# Zahlen und buchstaben gemeinsam in ein array?



## KlemensyXYZ (8. Nov 2010)

Moin,

ich soll ein Array bauen, in dem Zahlen und Buchstaben vorhanden sind.
Zum Schluss soll ausgegeben werden: 1 5 7 S X 2

habe da schon was probiert:


```
import java.io.*;

class arrtest
{
	public static void main (String args []) throws IOException
	{
		int zahlenFeld[];
		int zahl;
		int anzahlElemente = 0;
		char bs;
		String inData;
		
		BufferedReader stdin = new BufferedReader(new InputStreamReader(System.in));
		
		System.out.println("Ausgegeben werden soll: 1 5 7 S X 2");
		
		anzahlElemente = 6;
		
		System.out.println();									//Ausgabe Feldgröße
		System.out.println("Feldgroesse: " + anzahlElemente);
		
		zahlenFeld = new int[anzahlElemente];
		
		for (int i = 0; i < anzahlElemente; i++)
		{
			if (i == 1 && i == 2 && i == 3 && i == 5)
			{
				System.out.println();
				System.out.println("Geben Sie die Zahl ein!");
				inData = stdin.readLine();
				zahl = Integer.parseInt(inData);
			
				zahlenFeld[i] = zahl;
			}
			
			if (i == 3 && i == 4)
			{
				System.out.println();
				System.out.println("Geben Sie die Buchstaben ein!");
				bs = System.in.read();
				
				(char)zahlenFeld[i] = bs;
			}
		}
		
		for (int i = 0; i < zahlenFeld.length; i++)
		{
			System.out.print(zahlenFeld[i] + " ");
		}
	}
}
```

nur das funktioniert noch nicht.
Habe heute erfahren, dass ich morgen einen Test mit dieser oder einer ähnlichen Aufgabe schreiben werde und weis nicht was daran falsch ist.

Kann mir wer helfen?

Habe bis jetzt noch nix mit char gemacht

Danke

KlemensyXYZ


----------



## nrg (8. Nov 2010)

if (i == 1 && i == 2 && i == 3 && i == 5) ?????

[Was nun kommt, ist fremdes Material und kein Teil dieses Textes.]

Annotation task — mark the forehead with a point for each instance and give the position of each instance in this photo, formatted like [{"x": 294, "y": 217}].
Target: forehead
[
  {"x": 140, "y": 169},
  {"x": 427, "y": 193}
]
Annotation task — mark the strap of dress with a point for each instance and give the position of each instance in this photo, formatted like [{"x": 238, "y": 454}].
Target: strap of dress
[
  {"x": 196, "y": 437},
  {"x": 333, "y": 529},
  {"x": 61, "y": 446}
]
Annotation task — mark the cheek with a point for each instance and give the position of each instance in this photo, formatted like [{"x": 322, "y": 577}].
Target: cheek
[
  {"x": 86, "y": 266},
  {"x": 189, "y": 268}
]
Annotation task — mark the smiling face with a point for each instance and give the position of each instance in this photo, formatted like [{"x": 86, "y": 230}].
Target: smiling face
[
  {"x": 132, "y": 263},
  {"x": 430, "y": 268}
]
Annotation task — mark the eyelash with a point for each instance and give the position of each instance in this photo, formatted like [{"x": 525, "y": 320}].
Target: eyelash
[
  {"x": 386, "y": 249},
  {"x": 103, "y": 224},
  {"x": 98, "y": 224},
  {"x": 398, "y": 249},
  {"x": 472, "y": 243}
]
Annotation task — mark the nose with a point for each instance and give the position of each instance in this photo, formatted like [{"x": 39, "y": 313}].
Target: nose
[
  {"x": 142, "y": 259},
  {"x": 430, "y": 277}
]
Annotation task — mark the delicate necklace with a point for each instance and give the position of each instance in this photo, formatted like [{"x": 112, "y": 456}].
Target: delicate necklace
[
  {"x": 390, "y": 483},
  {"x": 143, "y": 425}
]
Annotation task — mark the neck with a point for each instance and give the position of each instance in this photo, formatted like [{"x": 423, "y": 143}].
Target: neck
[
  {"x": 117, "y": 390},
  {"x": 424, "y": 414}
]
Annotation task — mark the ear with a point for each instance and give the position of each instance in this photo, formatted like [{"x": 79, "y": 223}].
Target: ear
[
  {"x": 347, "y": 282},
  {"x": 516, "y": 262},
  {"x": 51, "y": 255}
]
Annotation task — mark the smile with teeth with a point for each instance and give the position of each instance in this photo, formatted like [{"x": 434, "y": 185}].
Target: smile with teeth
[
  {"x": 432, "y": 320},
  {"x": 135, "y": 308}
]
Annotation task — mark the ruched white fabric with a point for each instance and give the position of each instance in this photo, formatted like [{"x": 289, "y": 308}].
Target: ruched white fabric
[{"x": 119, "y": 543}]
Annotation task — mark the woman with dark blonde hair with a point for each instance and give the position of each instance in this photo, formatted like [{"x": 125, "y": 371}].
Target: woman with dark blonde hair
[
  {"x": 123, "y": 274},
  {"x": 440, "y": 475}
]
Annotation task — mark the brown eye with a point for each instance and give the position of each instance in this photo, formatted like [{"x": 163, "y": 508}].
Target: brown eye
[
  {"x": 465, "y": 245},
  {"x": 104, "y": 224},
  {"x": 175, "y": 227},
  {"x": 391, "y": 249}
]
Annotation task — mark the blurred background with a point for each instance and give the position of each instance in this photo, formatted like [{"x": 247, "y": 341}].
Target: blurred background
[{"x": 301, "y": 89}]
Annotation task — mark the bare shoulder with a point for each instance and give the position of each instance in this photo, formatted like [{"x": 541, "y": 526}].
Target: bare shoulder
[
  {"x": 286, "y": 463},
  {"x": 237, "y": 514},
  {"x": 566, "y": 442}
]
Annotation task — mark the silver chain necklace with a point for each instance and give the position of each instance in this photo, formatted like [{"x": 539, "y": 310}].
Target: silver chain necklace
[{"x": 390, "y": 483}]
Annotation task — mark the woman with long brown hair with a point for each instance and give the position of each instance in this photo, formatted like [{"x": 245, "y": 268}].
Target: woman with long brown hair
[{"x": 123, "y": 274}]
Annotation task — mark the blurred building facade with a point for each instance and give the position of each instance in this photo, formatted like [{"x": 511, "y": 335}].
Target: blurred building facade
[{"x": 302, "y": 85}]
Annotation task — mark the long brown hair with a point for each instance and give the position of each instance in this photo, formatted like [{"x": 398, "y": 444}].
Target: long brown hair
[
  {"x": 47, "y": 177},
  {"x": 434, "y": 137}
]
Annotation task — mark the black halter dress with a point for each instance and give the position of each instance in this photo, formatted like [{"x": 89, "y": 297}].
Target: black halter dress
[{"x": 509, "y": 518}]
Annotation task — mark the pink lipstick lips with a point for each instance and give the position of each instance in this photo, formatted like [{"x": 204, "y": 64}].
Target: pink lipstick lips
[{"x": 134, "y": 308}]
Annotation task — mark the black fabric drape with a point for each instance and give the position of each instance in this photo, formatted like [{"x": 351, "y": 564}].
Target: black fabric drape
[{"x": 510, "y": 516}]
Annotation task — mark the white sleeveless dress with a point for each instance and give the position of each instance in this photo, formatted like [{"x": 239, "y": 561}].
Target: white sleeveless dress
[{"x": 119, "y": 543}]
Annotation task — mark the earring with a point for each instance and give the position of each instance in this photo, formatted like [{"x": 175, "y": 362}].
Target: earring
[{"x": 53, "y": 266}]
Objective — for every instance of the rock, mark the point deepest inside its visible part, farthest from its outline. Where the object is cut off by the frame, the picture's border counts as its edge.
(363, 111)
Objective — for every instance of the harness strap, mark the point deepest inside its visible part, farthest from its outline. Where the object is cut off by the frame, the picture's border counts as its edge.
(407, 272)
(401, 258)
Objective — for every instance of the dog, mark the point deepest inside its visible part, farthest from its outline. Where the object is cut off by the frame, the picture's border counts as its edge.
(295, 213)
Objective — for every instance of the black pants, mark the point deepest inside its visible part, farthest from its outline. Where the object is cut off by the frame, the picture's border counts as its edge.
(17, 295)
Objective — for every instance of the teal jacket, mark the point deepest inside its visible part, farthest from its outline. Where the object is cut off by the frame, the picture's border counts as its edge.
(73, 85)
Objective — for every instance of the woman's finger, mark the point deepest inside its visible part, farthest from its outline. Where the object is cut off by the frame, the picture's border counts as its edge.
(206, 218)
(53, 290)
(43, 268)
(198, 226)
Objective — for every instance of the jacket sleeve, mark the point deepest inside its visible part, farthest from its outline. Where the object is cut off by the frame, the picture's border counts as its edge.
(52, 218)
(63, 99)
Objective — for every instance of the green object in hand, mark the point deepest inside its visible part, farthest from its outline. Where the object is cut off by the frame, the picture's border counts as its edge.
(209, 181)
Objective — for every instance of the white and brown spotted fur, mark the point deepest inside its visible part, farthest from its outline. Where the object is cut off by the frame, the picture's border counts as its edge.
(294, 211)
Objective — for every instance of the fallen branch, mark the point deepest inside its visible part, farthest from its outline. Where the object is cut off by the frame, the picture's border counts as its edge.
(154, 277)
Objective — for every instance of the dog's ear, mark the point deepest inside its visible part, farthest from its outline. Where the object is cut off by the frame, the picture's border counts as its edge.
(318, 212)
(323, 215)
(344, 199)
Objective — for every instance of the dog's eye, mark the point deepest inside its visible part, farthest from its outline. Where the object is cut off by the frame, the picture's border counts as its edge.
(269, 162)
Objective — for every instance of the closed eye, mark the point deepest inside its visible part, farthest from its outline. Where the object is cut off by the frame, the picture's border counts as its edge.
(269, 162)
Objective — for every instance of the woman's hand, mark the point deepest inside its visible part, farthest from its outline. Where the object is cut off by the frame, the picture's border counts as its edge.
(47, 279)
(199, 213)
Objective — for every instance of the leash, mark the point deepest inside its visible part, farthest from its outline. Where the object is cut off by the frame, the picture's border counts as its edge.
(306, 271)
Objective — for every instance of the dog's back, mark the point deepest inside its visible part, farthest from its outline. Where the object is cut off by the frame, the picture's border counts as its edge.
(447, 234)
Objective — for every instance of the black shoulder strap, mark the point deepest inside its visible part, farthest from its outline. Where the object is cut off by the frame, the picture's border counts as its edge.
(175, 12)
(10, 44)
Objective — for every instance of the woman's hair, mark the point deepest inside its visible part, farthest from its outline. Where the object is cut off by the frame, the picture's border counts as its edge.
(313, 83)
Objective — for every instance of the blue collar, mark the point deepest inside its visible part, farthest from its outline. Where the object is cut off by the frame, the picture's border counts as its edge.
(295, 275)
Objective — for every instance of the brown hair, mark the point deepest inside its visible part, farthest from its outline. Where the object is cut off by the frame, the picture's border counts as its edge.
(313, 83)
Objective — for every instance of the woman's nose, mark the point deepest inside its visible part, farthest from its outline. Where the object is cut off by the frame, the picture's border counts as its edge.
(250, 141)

if (i == 3 && i == 4) ?????

wie kann ein primitiver Datentyp gleichzeitig mehrere Werte haben?


----------



## Marcinek (8. Nov 2010)

i kann nicht mehrere Zustände gleichzeig annahemen

(i == 1 && i == 2 && i == 3 && i == 5)



Diese Zeile ist noch nicht korrekt:


```
(char)zahlenFeld[i] = bs;
```



wenn dann musst du bs nach char casten. 
	
	
	
	





```
(char)bs
```
;

Ich würde für das einlesen einen Scanner verwenden.


----------



## KlemensyXYZ (8. Nov 2010)

Marcinek hat gesagt.:


> i kann nicht mehrere Zustände gleichzeig annahemen
> 
> (i == 1 && i == 2 && i == 3 && i == 5)
> 
> Ich würde für das einlesen einen Scanner verwenden.



also immer so:

if (i == 1)
bla

if (i ==2)
bla

usw?


ähm und den scanner _darf_ ich nicht benutzen :noe:


----------



## Andi_CH (8. Nov 2010)

Lies doch einfach char ein - kannst ja immer noch überprüfen ob der im Bereich '0'-'1' ist wenn es denn so sein muss


----------



## KlemensyXYZ (8. Nov 2010)

wie les ich denn einen char ein??

habe das noch nie gemacht

edit:
habe grade von nem klassenkameraden erfahren, dass wir das nicht einlesen müssen

hier ein zweiter versuch der if schleife:


```
for (int i = 0; i < anzahlElemente; i++)
		{
			if (i == 0)
			{
				zahlenFeld[i] = 1;
			}
			
			if (i == 1)
			{
				zahlenFeld[i] = 5;
			}
			
			if (i == 2)
			{
				zahlenFeld[i] = 7;
			}
			
			if (i == 3)
			{
				char x;
				x = s;
				
				zahlenFeld[i] = x;
			}
			
			if (i == 4)
			{
				char y;
				y = x;
				
				zahlenFeld[i] = y;
			}
			
			if (i == 5)
			
			{
				zahlenFeld[i] = 2;
			}	
			
		}
```

das mit dem char funzt aber immer noch nicht


----------



## Andi_CH (8. Nov 2010)

Also wenn ich genau hinschaue machst du es schon -> Zeile 30 in deinem Code

In dem String hast du ganz viele characters drin ;-)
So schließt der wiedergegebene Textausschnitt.